Results were largely in line with expectations. The company posted net income of $118 million ($0.08 per share), down 78 percent from the $537 million ($0.11 per share) recorded during the same period a year ago. Revenue for the company’s first fiscal quarter dropped 13 percent to $1.58 billion, from $1.8 billion a year ago. On average, analysts had expected earnings per share of $0.08 cents and revenue of $1.63 billion.
As of March 31, Yahoo had 13,500 employees — so the latest round of layoffs could mean that as many as 675 Yahoo employees will lose their jobs.
Some highlights:
— Revenues from owned and operated sites: Yahoo said that a three percent decrease in search advertising and a 13 percent decrease in display advertising led revenue at its own sites to drop 10 percent to $872 million. Analysts on average had expected a 17 percent drop in display revenue and a one percent drop in search revenue.

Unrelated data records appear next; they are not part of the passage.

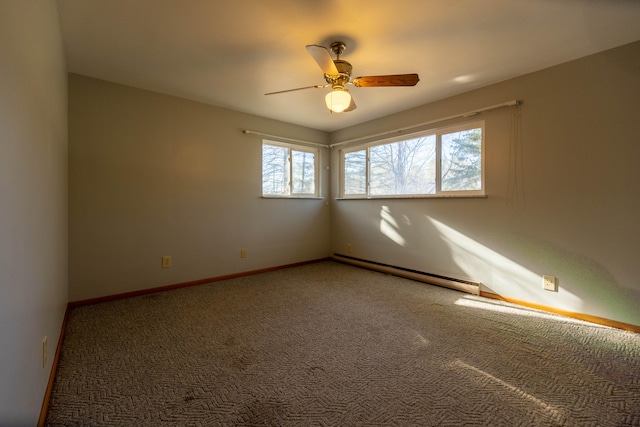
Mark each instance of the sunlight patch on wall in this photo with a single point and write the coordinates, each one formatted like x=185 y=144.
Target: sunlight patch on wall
x=389 y=226
x=497 y=272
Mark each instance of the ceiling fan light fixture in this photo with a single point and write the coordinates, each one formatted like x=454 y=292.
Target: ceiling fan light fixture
x=338 y=99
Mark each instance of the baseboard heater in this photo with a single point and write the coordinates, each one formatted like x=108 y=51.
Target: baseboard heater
x=433 y=279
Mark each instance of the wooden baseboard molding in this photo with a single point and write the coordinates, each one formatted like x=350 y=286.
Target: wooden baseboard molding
x=572 y=314
x=114 y=297
x=54 y=368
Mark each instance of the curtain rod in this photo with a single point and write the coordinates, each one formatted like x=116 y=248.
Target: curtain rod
x=443 y=119
x=282 y=138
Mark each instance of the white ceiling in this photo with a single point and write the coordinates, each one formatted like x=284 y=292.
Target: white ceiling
x=229 y=53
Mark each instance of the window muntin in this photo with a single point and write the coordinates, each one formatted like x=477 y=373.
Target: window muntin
x=289 y=170
x=440 y=162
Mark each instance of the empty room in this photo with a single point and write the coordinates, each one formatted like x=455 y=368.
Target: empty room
x=296 y=212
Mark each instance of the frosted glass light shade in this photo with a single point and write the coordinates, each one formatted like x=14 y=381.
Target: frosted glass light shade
x=338 y=100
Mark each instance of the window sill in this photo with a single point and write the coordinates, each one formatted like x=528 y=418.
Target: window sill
x=443 y=196
x=293 y=197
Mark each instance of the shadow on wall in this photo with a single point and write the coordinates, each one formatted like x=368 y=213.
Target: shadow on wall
x=584 y=286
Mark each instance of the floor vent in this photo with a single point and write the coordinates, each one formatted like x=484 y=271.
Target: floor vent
x=446 y=282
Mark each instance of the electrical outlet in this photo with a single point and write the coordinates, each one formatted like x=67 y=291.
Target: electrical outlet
x=549 y=283
x=166 y=261
x=44 y=352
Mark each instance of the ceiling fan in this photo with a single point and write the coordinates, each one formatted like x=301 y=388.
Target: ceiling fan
x=337 y=74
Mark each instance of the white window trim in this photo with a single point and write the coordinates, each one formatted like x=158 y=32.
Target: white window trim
x=316 y=170
x=439 y=194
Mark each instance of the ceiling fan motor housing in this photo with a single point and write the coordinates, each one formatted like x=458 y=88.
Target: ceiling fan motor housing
x=344 y=73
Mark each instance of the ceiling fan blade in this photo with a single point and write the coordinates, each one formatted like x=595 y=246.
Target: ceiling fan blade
x=322 y=56
x=352 y=106
x=298 y=88
x=391 y=80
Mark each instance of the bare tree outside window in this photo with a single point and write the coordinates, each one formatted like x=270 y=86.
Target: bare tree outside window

— Revenue from affiliate sites: Revenue from affiliated sites dropped 16 percent to $511 million, compared to the same period a year ago.
— One-time revenue hits: Yahoo said that its revenue had also been negatively impacted by the sale of Kelkoo and lower fees revenues from broadband partnerships, VOIP services and subscription music offerings.
— More cuts ahead?: In addition to laying off five percent of its workforce, the company also said it would “continue to implement non-headcount cost reductions.”